Ela batia à máquina quando Norberto apareceu. Fez a per­gunta:

— Pode-se bater um papinho contigo?

— Quando?

— Depois do serviço?

— OK. E onde?

Ele vacilou: “Olha, eu te espero naquele bar da esquina”. Julinha, com o coração disparado, balbuciou: “Eu estarei lá. Ba­tata”. E não trabalhou mais direito. Findo o expediente, correu no reservado das moças, e espiou-se no espelho; retocou a pin­tura dos lábios e passou pó no nariz; muito lustroso. Norberto a esperava, num canto do bar, com uma garrafa na frente. Deu-lhe a cadeira e requisitou o garçom.

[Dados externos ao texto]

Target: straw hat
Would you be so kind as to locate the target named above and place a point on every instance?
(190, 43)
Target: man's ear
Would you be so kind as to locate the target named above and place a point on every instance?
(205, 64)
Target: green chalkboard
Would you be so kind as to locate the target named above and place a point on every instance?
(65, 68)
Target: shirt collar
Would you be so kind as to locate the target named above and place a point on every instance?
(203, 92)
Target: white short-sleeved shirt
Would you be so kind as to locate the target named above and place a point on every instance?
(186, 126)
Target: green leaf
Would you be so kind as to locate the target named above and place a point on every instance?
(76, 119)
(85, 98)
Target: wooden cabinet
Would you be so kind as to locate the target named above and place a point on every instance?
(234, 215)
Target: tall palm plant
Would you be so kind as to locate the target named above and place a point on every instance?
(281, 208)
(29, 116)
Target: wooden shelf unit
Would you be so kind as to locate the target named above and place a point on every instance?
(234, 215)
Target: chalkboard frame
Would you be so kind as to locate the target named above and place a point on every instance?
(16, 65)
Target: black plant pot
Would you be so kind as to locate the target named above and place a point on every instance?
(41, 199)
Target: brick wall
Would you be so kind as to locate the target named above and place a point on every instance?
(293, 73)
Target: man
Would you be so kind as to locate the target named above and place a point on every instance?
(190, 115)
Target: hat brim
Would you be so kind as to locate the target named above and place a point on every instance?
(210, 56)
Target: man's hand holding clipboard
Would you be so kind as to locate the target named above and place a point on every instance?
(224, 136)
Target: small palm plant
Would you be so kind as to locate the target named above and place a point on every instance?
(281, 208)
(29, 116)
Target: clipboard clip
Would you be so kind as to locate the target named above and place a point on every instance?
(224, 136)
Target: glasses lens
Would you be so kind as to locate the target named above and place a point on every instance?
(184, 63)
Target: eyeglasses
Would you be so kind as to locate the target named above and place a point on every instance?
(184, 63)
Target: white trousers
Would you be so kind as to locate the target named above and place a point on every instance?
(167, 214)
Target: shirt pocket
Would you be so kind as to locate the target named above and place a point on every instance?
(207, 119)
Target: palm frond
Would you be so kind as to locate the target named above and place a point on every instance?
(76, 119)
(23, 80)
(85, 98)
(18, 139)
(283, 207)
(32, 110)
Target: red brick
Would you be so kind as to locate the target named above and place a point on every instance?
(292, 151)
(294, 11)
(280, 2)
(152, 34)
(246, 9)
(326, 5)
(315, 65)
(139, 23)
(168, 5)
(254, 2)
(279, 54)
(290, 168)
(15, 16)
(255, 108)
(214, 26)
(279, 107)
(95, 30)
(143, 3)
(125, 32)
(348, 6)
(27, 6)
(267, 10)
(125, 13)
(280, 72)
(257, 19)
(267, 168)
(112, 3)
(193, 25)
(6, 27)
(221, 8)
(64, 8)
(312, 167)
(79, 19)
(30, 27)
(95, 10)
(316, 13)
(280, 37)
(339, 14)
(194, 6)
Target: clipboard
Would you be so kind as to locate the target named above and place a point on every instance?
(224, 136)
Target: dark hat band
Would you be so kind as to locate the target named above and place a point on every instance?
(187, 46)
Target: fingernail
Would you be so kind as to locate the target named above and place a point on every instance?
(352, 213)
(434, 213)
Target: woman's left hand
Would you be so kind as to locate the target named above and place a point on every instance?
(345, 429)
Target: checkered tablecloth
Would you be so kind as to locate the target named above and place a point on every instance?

Perguntou à pequena:

— Você toma o quê?

Julinha, que não estava passando bem do estômago, pediu: — “Água tônica”. Enquanto o garçom ia e vinha, Norberto foi direto ao assunto: — “Você sabe, não sabe, que eu sou casa­do?”. Suspirou:

— Sei.

E ele:

— Muito bem. Sabe, também, que eu gosto muito de você?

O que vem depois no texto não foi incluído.